ERM is the tool belt on which specific governance and compliance functions can be based. These two functions can exist independently, but when driven by risk-centric and data-grounded ERM practices, they become more efficient and effective.  ERM-driven governance divisions utilize risk intelligence to promote risk awareness and attitude throughout an enterprise.  ERM-driven compliance divisions utilize risk intelligence to bring all levels of enterprise into agreement with regulations, audit recommendations and corporate policies.

In today’s “risk-centric” business landscape, why is the combined approach of governance, risk and compliance (GRC) favored over ERM? GRC, like the multi-tool, has the capability to serve several functions — governance, risk management and compliance — in a holistic manner. This is meant to integrate silos and reduce redundancy, bureaucratic conflicts and work overlaps.

online pharmacy vilitra with best prices today in the USA

However, reality has shown that these benefits are often rarely or never realized. Real-world GRC implementations have been marred by repeated failures to anticipate or mitigate adverse risk events.

online pharmacy vibramycin with best prices today in the USA

These events occur due to failures caused by the priority given to executive, governance and compliance objectives over solid risk-based business intelligence. Unable to effectively and efficiently drive a risk-centric organization, GRC is a tool weakened by its complexity.

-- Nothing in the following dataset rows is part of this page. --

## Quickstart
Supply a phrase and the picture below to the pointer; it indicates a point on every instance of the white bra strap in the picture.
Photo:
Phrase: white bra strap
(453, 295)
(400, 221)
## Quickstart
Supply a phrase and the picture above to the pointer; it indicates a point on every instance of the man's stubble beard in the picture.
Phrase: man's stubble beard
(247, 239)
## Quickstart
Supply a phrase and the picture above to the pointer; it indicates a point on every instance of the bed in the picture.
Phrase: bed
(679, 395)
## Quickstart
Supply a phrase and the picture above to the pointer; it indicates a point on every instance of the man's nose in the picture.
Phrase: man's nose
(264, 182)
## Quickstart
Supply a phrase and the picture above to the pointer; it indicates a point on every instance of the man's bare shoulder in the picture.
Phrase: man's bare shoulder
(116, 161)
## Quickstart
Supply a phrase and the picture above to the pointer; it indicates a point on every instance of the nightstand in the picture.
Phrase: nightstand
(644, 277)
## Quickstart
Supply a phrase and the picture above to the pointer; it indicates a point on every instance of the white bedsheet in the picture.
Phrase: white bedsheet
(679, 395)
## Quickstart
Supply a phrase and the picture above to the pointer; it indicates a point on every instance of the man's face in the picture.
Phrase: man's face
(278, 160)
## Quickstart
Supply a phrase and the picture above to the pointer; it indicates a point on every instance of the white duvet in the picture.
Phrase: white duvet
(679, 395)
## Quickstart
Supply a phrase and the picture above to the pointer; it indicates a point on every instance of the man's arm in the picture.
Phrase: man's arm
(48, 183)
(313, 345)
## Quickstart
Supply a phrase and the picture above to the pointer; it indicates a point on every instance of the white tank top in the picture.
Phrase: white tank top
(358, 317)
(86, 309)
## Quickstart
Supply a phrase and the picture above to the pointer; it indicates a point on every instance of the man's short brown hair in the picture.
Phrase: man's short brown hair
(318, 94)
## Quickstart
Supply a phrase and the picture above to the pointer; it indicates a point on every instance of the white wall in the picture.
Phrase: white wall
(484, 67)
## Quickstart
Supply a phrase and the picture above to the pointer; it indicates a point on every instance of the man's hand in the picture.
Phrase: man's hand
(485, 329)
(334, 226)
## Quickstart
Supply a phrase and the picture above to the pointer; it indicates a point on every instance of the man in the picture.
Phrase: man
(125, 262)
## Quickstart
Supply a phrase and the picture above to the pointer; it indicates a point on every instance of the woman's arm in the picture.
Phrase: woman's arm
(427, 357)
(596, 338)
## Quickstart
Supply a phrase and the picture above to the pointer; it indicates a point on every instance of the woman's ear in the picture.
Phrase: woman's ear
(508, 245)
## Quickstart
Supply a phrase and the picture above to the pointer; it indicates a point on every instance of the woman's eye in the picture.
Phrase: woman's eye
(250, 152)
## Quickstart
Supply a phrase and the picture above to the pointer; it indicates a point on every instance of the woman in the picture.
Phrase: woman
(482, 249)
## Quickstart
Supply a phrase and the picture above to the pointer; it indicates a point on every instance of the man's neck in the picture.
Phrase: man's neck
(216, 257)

The problems with multi-tools are the same problems faced by GRC. Most people — in this case, organizations — use only one or two tools, regardless of effectiveness or efficiency. More often than not, in current business implementations, GRC has a tendency to be driven primarily by regulations and largely bureaucratic objectives. The priority given to governance and compliance objectives over risk management has reduced the effectiveness and efficiency of ERM divisions. ERM has been demoted to an endorsement tool, one that is used to validate executive, governance and compliance processes and functions. This reversal of priorities costs organizations billions of dollars.

Don’t believe me? From the infamous Ford Pinto memo, to BP Deepwater Horizon, to the $6 billion JPMorgan debacle and most recently Hurricane Sandy, we have seen how the focus on governance and compliance above real risk has substantially increased the effect of adverse risk events. These failures point to fundamental problems within GRC framework and implementation.

These problems suggest:

  1. There is not enough attention paid to the exhaustive discovery of risk, how risks are connected, and how risks are integrated into all business processes, functions and strategies.
  2. If governance and compliance functions continue to be given priority over enterprise risk management, organizations can expect to pay massive penalties to cover mistakes.
  3. Third, but by no means last, truly risk-centric organizations should have a belt of effective and efficient tools, each specifically suited to a task and driven by risk intelligence.

Without addressing these points, all-too-frequent and massive failures will continue to be a factor in business environments and a continued source of material for news media outlets. These failures should be anomalies. Driven by proper ERM implementation, a successful governance and compliance function can produce effective and sustainable benefits for all stakeholders.